Однажды хмурым утром друзья сидели у окна; Болеслав задумчиво наблюдал за валившим из трубы серым дымом, который под тяжестью измороси стлался затейливыми извивами по крыше, по земле и растворялся в туманном воздухе. Пан Анджей смотрел на Болеслава своим внимательным, испытующим взором; затем он положил ему руку на плечо и сказал:
— Я рад за тебя, Болеслав! Ты стоически переносишь свое несчастье, а это признак, что дух твой не сломлен.
— А как же иначе и может ли быть иначе? — возразил Болеслав.
— Однако бывает, — усмехнулся пан Анджей, — бывает с людьми, для которых весь мир сошелся на собственном я. Им непонятно, сил им не хватает, душевных и умственных, чтобы понять, что минуты личного счастья, как и страданья, — это действительно лишь минуты, нечто мимолетное и исключительное в нашей жизни. В целом же жизнь человека есть непрерывная цепь трудов и обязанностей, которую ничто не вправе прервать — ни наши радости, ни наши боли. Узко, узко смотрят эти люди на мир — а мир-то широк! Ничего они не любят и не уважают, ничего не видят, кроме себя, потому-то, когда им больно, они и кричат: ах, мир рушится! — и бьются в судорогах, которые были бы смешны, если бы не вызывали жалости.
Болеслав молчал, но внимательно смотрел на разговорившегося друга своим грустным и умным взглядом.
— Пласты чувств в нашей душе неоднородны, — продолжал пан Анджей. — Есть чувства такие же великие и вечные, как дух человеческий, и есть другие, которые создаются подвижными настроениями жизни. Любовь к знаниям, к труду, к действию, сострадание к беднякам и желание помочь им — это пласты устойчивые, надежные, они никогда не изменяют и, подобно кованой броне, защищают человека от отчаяния, от сомнений, от душевного надлома. А любовь или привязанность к отдельному человеку, как и жажда жизненных наслаждений, — это чувства низшего порядка; разумеется, и они в иных случаях способны стать источником живительной энергии, однако полагаться на них нельзя — слишком легко они распадаются под ударами судьбы, слишком быстро улетучиваются под действием противного ветра да и по самой своей природе непостоянны, изменчивы… Не на них надлежит строить здание жизни, а на тех, на первых, ибо эти — ненадежный фундамент, и если он рушится — не падать, не погибать под руинами, а идти дальше, по пути, подсказанному великими чувствами и идеями, пусть рука об руку со страданием, но зато имея перед глазами не узкий мирок личных интересов, а более широкие горизонты.

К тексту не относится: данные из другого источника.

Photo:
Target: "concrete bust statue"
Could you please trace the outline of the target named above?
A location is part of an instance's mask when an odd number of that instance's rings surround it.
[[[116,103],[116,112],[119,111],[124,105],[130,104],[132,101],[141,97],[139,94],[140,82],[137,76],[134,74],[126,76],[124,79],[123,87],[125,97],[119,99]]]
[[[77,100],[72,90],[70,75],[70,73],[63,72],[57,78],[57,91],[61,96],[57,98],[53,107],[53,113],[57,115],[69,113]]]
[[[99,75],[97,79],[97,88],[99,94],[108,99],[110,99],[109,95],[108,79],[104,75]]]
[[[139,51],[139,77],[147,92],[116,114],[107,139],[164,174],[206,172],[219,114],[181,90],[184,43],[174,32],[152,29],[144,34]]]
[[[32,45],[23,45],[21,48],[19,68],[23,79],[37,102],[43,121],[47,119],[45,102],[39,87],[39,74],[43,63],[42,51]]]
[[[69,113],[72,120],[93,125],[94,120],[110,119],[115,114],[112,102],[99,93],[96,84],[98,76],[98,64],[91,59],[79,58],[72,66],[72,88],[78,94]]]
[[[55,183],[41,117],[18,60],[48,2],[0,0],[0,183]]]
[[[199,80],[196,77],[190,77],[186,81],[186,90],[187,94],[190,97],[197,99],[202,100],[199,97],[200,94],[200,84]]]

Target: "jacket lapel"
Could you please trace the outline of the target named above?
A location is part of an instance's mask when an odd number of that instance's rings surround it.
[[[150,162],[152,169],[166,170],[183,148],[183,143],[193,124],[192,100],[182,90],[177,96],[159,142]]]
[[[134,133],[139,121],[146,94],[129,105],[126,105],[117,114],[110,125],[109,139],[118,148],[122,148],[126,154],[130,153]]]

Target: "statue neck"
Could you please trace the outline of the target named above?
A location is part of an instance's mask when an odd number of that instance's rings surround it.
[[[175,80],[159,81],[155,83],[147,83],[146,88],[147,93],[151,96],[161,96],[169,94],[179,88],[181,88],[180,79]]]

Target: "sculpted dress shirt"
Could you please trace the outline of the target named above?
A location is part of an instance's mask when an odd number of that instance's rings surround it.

Болеслав слушал молча, но было видно, что он всей душой впитывает в себя слова пана Анджея. Его бледное лицо выражало строгую сосредоточенность мысли, скорбный взгляд был тих и спокоен, уже не отчаяние проглядывало в нем, раздирающее грудь и дающее о себе знать слезами и жалобами, но алмазная твердость и чистота души, готовой и высокой мысли и энергичной деятельности.
И так шли дни, один за другим, в строгом, почти торжественном спокойствии. Ни на минуту не прерывались в Тополине хозяйственные работы, и, глядя на усадебку, опрятную и приветливую, как всегда, никто не сказал бы, что в ее доме поселилась печаль. Болеслав работал не покладая рук, замечали только, что он стал удивительно немногословен и говорил тише, чем обычно, а между бровями обозначилась морщинка, которой прежде не было. В туманные и холодные вечера они с паном Анджеем подсаживались к жаркому камельку и вели вполголоса долгие беседы, иногда засиживаясь далеко за полночь.
Казалось, сам воздух вокруг этих двоих людей, один из которых уже прошел тяжкие испытания жизни, а другой лишь вступал на стезю страданий, которая должна была привести его в светлую страну мужества и подвига, был напоен дыханием мысли и высокой поэзии. Болеслав дышал этим благодатным воздухом, и кровавая рана в его груди рубцевалась, а на ней нарастал пласт тех чувств и мыслей, о которых говорил ему пан Анджей.
— Да, что значат страдания одного человека перед громадой исторических бедствий, — промолвил он однажды, закрывая книгу и задумчиво глядя вдаль.